Cryptohaze.com

by **Bitweasil** » Tue Mar 09, 2010 4:38 pm

That's part of my system - GPU accelerated cracking/candidate hash generation.

Chain length 200k is not really feasible on a CPU for cracking... at 20M links per second, it's 17 mins per table. And chain length 500k is *much* worse

So, yes, GPUs will be used for the precalculation stage. They're fast at it.

Right now, I'm working on the finer points of multi-GPU coding - if I'm going to do it, I may as well do it right, and make the systems able to use all GPUs on the system as well as all CPU cores (don't expect great CPU code right now, it'll just be mostly filler for those without GPUs, but I'm intending to implement some SSE magic for the CPU threads at some point).

Theoretically, if I can do this properly, all table generation and all precalc work will be done utilizing the full resources of the system - all CPU cores and all GPU cores (unless otherwise configured).

by **sapling** » Wed Mar 10, 2010 3:45 pm

Nice I was hoping to hear something along those lines.

Well when your ready to release for Beta testing I will be more than happy to loan out my GPU for some linux based testing. Just rebuilt my machine recently so its clean and ready but no telling how it will compile up new code.

by **jzeller** » Mon Mar 15, 2010 6:17 pm

I just finished up a system that should hold up well for this.

MountainMods Extended Ascension CYO with Duality
ASUS Supercomputer
Xeon 3520 @ 4.4ghz
12GB RAM
2x60GB OCZ Vertex RAID 0
2x500GB WD RE3 RAID 0
2x 295GTX
NAS storage of 10TB

I have been anticipating your release for a long time, I had to make sure something was waiting when you did.

That system can be headless or GUI, whichever you want for testing. Would be a shame to turn off the 3 24" Monitors but its all in the name of CUDA. This system was built to start learning CUDA and OpenCL. There is enough funds to drop in a couple FERMI cards when they are released in addition to the 295s. With the case, there is room on the other side for the new server board once Intel gets around to releasing their new Beckton CPUs, should have even more horsepower. It's currently running as a development machine so Win7, Linux 64bit, and BackTrack 4. The design allows for the current setup as the workstation side, with the server side coming with the new Intel proc & mobo running all the VMs. Let me know when you got something so I can finally tap into the power of this thing. BarsWF shined greatly for MD5, yours does as well. I just want to see all those cores light up. :mrgreen:

by **Bitweasil** » Mon Mar 15, 2010 8:36 pm

Current progress:

I've got single GPU generate code for MD5 len 6-10 working. NTLM is a quick patch in, no big deal there. Just a different reduction function.

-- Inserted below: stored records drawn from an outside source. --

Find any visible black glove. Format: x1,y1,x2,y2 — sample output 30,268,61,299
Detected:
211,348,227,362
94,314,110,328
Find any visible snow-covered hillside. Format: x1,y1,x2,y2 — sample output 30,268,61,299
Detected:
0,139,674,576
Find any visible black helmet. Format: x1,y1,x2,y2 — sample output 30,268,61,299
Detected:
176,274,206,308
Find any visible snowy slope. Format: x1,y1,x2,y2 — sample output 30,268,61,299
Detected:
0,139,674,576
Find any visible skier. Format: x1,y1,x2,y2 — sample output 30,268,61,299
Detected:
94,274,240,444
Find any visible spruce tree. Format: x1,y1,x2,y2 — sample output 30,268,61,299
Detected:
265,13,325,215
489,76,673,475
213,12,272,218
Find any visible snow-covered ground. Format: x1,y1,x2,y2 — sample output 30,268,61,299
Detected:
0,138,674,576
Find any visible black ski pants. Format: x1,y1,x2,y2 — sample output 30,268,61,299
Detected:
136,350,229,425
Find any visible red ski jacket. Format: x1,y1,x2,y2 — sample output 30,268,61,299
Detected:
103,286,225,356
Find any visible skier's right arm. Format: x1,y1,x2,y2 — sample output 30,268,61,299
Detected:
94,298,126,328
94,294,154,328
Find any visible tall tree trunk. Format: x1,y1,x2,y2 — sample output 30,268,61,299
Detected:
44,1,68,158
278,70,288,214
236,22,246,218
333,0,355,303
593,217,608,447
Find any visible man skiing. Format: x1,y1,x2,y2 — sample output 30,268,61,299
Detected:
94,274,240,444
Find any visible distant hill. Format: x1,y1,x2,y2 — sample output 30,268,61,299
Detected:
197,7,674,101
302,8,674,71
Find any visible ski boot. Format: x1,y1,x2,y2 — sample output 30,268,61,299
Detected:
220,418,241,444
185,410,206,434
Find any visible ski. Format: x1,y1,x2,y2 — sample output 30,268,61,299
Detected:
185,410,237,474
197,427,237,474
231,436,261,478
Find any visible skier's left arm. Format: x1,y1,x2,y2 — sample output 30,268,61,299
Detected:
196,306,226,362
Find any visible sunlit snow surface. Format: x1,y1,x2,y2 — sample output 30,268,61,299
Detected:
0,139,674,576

The tables now have an 8kb header containing, among other things:
- Hash type
- Password length
- Character set
- Chain length
- Number of chains
- Table index
- Comments

This means the filenames are no longer containing important metadata - all the metadata is stored in the file itsself. You give the cracking tool a hash, and a table file to work with, it does the rest for you. Obviously the cracking tool can't distinguish between a MD5 hash and a NTLM hash, but the rest of the details are stored in the table. Eventually, I'll probably build a file based system that can take a list of hashes and a list of files, but I'll work on that later.

I also have table verification code finished - this is a CPU implementation of the algorithm that's useful for table checking. You pass in a table and a stride, and it will check every N chains. The idea here is to catch tables that are catastrophically wrong (also, to catch bugs in my implementation - that's the primary purpose).

I'm working on the candidate hash generation code (making it GUI friendly), and then I will be plugging in my existing table search code. The table searching will be 64-bit only - sorry, I /really/ like memory mapped files and can't memory map a 1TB file into 32 bit space without some serious work that I don't care to do. Chain regeneration/searching will probably also be CPU based, for now - it'll be slower than GPU based, but it's not doing much work, and it's a lot faster to implement.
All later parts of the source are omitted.